On 31 January 2019 the British Medical Journal published a report on the recent Maudsley debate on electroconvulsive therapy (ECT). I have discussed the debate in a previous post. As soon as the British Medical Journal published the debate, the Science Media Centre sprang into action, with four “experts” weighing in with a quote – all in favour of ECT.
The Science and Media Centre is a charity, which aims to “promote for the benefit of the public accurate, evidence-based information on science and engineering in the media, particularly on controversial news stories”. The charity’s latest annual accounts (for 2017/18), available on the Charity Commission website, show an annual income of £627,000. The accounts do not tell us where this money comes from. However the charity’s website lists their funders, the major ones being the government and the Wellcome Institute.
The charity has a restricted fund for the employment of someone to deal with mental health and neuroscience matters. The annual report for 2017/18 (available on the Charity Commission website) tells us:
“A restricted fund in the form of grants and donations from several organisations within the mental health and neuroscience research community continues to allow the SMC to employ a full-time member of staff to work specifically on mental health and neuroscience stories in the media.”
The report however does not tell us who those organisations are. From the list of funders the following organisations can be identified as having a specific interest in psychiatry: Mental Health Research UK, Alzheimer’s Research UK, Alzheimer’s Society, MQ transforming mental health, Royal College of Psychiatrists, Institute of Psychiatry, Psychology and Neuroscience (IoPPN), and the Maudsley Charity. There are many more funders – Universities, pharmaceutical companies, Cochrane, NICE, etc. – whose interests will include psychiatry.
I have only been able to positively identify one funder – the Maudsley Charity. On their website they say that they provided a grant to the Science Media Centre towards the cost of “Supporting an independent press office to enable and encourage mental health researchers to engage with the media on key mental health issues. helping secure accurate coverage of controversial, messy and complicated issues”.
Given that psychiatrist Sir Simon Wessely is a trustee of the Science Media Centre, and given the nature of its funders, it is hardly surprising that the charity should, when it comes to matters concerning psychiatry, look like an extension of the Royal College of Psychiatrists’ press office. Hardly surprising too that all four of the “expert comments” produced for the item on ECT come down firmly on the side of ECT.
So who are these commentators and what do they say?
There are three male psychiatrists from England and a female psychologist from Denmark.
Rupert McShane from the University of Oxford says the usual things about effectiveness, stigma, etc., but does acknowledge that ECT has side effects: “Helping patients and their families to balance the benefits against the risks of ECT is an important task.”
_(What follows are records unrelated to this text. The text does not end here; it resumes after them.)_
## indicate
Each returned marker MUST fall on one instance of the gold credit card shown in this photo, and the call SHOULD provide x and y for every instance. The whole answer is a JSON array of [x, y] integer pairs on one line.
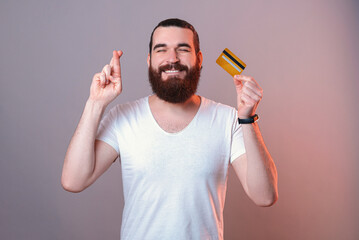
[[231, 63]]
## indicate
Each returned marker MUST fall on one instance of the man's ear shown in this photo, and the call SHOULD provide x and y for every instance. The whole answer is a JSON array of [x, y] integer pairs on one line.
[[148, 60], [200, 59]]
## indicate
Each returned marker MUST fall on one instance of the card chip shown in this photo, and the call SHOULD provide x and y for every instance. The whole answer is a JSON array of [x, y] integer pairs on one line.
[[230, 62]]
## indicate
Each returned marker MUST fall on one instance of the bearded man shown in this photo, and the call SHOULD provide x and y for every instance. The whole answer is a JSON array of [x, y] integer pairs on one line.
[[174, 146]]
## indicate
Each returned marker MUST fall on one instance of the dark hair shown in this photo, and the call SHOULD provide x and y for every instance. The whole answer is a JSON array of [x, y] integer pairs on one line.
[[175, 22]]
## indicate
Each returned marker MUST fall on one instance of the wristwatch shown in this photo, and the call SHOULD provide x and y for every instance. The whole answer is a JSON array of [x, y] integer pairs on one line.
[[252, 119]]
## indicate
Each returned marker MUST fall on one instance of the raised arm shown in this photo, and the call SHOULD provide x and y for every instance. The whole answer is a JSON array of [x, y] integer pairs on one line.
[[255, 169], [86, 158]]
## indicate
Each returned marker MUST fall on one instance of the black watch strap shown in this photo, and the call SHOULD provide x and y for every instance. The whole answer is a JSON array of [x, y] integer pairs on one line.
[[252, 119]]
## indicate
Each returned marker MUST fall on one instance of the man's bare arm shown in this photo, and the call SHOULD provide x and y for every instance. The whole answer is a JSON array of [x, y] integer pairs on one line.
[[86, 158], [255, 169]]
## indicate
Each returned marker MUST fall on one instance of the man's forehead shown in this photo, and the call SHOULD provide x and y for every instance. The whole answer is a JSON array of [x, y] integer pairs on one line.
[[172, 35]]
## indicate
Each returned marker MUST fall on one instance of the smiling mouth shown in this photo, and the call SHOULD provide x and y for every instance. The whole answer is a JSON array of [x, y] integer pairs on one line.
[[172, 71]]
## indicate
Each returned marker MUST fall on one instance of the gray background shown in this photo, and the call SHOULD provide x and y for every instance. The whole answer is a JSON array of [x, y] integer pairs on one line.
[[304, 55]]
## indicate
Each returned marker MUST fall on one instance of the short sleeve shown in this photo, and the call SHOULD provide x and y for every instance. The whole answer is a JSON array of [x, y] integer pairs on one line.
[[237, 145], [107, 130]]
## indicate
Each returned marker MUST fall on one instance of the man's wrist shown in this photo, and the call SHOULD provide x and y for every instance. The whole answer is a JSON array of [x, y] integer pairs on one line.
[[249, 120]]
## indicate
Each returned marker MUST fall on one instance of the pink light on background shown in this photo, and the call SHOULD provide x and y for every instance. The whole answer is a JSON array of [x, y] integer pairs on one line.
[[304, 55]]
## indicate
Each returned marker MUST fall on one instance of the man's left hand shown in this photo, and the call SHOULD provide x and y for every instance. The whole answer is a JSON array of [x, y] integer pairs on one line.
[[249, 94]]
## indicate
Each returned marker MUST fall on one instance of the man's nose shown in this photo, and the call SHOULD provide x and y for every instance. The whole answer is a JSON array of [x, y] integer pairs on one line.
[[172, 56]]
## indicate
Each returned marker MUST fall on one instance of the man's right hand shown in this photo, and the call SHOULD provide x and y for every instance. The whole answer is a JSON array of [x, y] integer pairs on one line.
[[107, 85]]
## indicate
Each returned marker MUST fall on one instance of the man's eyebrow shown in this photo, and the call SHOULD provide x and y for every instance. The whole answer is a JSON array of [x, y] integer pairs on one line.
[[184, 45], [159, 45]]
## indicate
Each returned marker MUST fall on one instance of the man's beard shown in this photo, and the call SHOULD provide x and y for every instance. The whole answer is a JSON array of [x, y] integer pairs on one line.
[[174, 89]]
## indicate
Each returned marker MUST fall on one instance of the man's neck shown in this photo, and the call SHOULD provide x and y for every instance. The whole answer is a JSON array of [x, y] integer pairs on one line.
[[191, 105], [174, 117]]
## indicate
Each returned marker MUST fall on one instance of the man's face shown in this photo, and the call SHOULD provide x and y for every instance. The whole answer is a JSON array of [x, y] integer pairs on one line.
[[174, 66]]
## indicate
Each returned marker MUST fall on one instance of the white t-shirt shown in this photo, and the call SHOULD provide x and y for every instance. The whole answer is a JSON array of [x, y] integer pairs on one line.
[[174, 183]]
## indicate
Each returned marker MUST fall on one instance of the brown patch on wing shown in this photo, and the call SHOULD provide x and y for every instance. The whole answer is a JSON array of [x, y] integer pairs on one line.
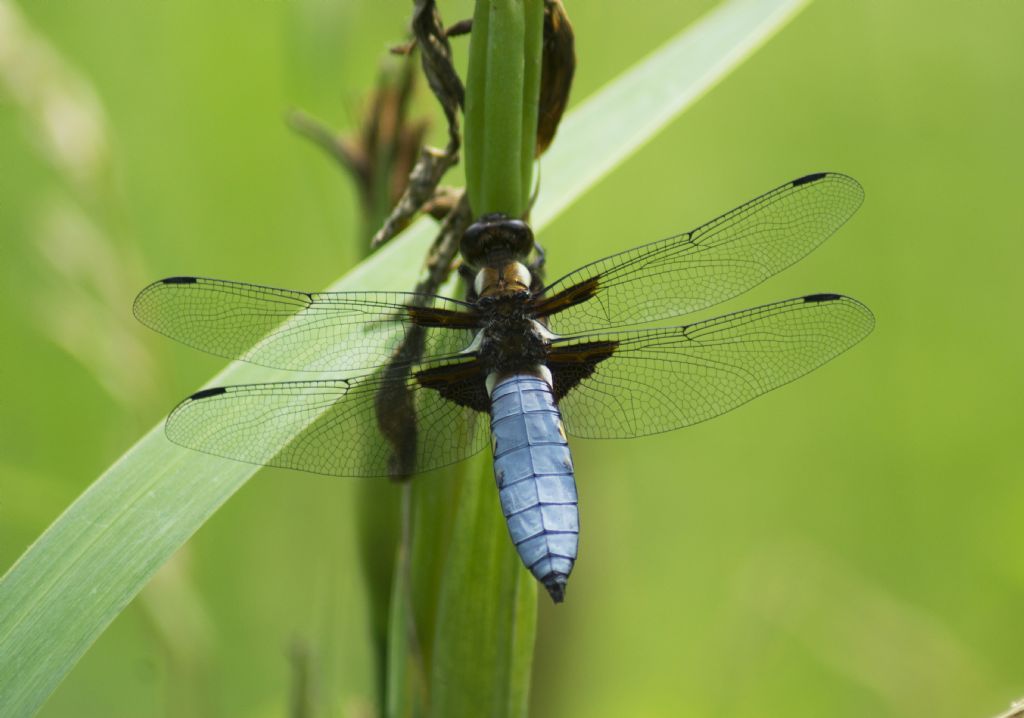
[[577, 294], [462, 383], [434, 317], [570, 365]]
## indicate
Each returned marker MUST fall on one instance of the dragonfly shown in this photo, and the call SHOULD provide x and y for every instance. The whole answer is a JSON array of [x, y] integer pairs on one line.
[[520, 363]]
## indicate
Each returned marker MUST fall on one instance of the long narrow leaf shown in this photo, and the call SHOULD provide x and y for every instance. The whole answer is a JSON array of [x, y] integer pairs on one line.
[[86, 567]]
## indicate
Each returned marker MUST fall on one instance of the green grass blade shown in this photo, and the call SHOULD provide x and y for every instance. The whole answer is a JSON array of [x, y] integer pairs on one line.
[[72, 583]]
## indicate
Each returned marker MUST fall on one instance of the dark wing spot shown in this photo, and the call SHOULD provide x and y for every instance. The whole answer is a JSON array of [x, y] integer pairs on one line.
[[434, 317], [206, 393], [570, 365], [808, 178], [570, 296], [462, 383]]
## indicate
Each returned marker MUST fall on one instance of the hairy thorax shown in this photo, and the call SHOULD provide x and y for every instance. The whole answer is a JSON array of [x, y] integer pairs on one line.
[[511, 341]]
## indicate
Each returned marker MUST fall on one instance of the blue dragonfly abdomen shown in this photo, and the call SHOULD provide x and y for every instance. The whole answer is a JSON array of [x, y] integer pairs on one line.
[[536, 483]]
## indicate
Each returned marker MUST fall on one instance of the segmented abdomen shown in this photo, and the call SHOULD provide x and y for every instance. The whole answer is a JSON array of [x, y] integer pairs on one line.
[[534, 471]]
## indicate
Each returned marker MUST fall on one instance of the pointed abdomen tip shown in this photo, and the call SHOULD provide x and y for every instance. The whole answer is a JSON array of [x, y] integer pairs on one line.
[[555, 583]]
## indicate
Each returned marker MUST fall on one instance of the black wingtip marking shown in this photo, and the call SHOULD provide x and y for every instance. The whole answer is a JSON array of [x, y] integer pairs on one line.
[[206, 393], [813, 298], [808, 178]]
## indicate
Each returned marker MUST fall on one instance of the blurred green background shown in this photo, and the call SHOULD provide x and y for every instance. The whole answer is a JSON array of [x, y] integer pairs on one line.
[[848, 546]]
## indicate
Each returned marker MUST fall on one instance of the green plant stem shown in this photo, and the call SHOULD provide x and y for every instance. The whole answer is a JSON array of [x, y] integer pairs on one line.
[[502, 93]]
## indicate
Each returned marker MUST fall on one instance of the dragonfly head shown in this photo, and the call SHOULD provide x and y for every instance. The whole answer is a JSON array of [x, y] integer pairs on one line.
[[495, 241]]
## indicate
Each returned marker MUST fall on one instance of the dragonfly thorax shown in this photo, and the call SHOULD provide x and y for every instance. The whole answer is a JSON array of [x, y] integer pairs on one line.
[[511, 340]]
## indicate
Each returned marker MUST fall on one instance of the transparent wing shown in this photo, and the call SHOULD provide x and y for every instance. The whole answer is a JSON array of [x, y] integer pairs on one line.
[[663, 379], [300, 331], [706, 266], [329, 427]]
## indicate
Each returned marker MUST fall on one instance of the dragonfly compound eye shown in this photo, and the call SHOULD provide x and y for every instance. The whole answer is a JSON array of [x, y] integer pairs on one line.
[[495, 240]]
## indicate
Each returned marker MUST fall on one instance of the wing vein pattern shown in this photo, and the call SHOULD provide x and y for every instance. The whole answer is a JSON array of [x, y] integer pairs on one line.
[[298, 331], [663, 379], [715, 262]]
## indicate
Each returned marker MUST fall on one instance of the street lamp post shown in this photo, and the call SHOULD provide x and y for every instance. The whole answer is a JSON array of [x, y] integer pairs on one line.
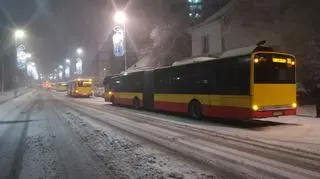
[[121, 18], [79, 61], [18, 34]]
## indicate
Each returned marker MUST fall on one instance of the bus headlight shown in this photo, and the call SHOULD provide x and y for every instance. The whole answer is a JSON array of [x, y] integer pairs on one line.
[[294, 105]]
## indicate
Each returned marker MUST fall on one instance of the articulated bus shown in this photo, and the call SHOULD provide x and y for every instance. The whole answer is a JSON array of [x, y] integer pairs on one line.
[[81, 87], [247, 83], [61, 87]]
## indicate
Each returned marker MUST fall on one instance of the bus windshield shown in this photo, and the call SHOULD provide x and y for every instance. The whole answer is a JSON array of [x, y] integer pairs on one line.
[[270, 68], [84, 84]]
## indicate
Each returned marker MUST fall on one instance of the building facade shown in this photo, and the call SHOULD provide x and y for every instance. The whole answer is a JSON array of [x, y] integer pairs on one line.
[[243, 23]]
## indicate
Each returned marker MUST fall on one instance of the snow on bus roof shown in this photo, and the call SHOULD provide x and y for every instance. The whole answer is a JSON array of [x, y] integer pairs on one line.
[[238, 52], [192, 60]]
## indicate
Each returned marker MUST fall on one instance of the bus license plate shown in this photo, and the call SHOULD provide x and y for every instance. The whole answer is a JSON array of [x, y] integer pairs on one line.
[[278, 113]]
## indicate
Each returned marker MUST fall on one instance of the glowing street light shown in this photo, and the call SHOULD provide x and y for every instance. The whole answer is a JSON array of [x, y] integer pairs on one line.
[[120, 17], [19, 34], [28, 55], [79, 51]]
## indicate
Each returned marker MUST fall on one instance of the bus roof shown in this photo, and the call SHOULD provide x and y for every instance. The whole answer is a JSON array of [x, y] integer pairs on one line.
[[192, 60], [81, 79]]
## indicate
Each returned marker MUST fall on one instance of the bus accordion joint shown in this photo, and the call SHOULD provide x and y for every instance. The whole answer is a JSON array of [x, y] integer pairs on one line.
[[294, 105]]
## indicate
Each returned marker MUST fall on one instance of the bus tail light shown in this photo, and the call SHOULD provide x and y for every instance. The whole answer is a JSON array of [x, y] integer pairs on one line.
[[255, 107], [294, 105]]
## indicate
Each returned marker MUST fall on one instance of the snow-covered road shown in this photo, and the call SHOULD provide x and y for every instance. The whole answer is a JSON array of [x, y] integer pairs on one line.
[[266, 148], [50, 135]]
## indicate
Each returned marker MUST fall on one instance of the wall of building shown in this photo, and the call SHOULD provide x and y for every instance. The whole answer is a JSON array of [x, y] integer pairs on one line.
[[213, 32]]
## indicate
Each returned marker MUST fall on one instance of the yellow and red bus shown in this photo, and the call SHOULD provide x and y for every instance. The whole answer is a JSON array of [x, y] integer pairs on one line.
[[252, 82], [81, 87], [61, 87]]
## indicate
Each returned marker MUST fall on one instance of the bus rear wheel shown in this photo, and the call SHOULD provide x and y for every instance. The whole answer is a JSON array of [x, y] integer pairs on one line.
[[195, 110], [112, 100]]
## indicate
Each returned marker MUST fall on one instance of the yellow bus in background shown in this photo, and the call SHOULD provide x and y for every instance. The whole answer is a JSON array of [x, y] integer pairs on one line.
[[81, 87], [61, 86]]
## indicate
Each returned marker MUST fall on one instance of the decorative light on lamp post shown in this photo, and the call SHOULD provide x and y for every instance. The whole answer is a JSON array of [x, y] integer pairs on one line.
[[79, 51], [67, 68], [19, 34], [120, 18]]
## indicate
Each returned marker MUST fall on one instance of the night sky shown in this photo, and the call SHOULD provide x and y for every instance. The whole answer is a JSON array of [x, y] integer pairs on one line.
[[55, 28]]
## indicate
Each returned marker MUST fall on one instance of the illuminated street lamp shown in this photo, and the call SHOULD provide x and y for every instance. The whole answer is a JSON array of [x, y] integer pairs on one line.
[[79, 51], [28, 55], [120, 18], [19, 34]]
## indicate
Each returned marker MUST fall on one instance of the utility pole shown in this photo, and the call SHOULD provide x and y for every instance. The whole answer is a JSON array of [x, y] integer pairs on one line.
[[2, 69]]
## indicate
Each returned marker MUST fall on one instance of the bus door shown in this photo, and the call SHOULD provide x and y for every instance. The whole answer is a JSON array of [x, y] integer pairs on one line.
[[148, 89]]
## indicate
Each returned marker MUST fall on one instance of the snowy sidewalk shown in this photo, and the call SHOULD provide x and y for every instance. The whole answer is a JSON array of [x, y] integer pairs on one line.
[[10, 94], [307, 111]]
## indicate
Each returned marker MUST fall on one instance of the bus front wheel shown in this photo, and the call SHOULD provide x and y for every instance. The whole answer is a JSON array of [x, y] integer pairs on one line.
[[195, 110]]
Michael Bloomfield from University College London says much the same. Allan Young of the IoPPN says that ECT has side-effects but denies brain damage.
The fourth commentator, psychologist Kamilla Miskowiak from the University of Copenhagen, has an even more positive view of ECT: “highly efficacious and often life-saving treatment”… no evidence of brain damage or long-term cognitive side-effects, etc. She concludes:
“Despite this lack of evidence for ECT-induced brain damage, many people experience cognitive problems, including memory difficulties after ECT. These cognitive problems are real and should not be disregarded. In fact, we know that long-term memory and concentration difficulties are a core feature of neuropsychiatric disorders themselves and thus exist before ECT is commenced. This highlights the need for novel treatments that can improve cognitive function in people who have suffered from neuropsychiatric conditions like depression.”
I have not been able to make head nor tail of this. First, she seems to be acknowledging that ECT causes cognitive and memory “difficulties” although she wouldn’t class these as evidence of brain damage. But then she appears to backtrack and say that these “difficulties” are in fact caused by depresssion. As for the last sentence – what on earth does it mean? In an attempt to answer this question I decided to look for other evidence of Miskowiak’s views on ECT.
I didn’t have to look far. Miskowiak is currently carrying out a trial in Denmark: “Erythropoietin as an add-on treatment for cognitive side effects of electroconvulsive therapy: a study protocol for a randomized controlled trial.” The title says it all: “cognitive side effects of electroconvulsive therapy”. But if this isn’t enough there are numerous mentions in the text of ECT-induced cognitive deficits and the cognitive side effects of ECT. So why has she changed her tune for the Science Media Centre, with an attempt to shift the blame for cognitive deficits on to “neuropsychiatric conditions like depression”? Perhaps she thought that this was more in line with the requirements of the Science Media Centre.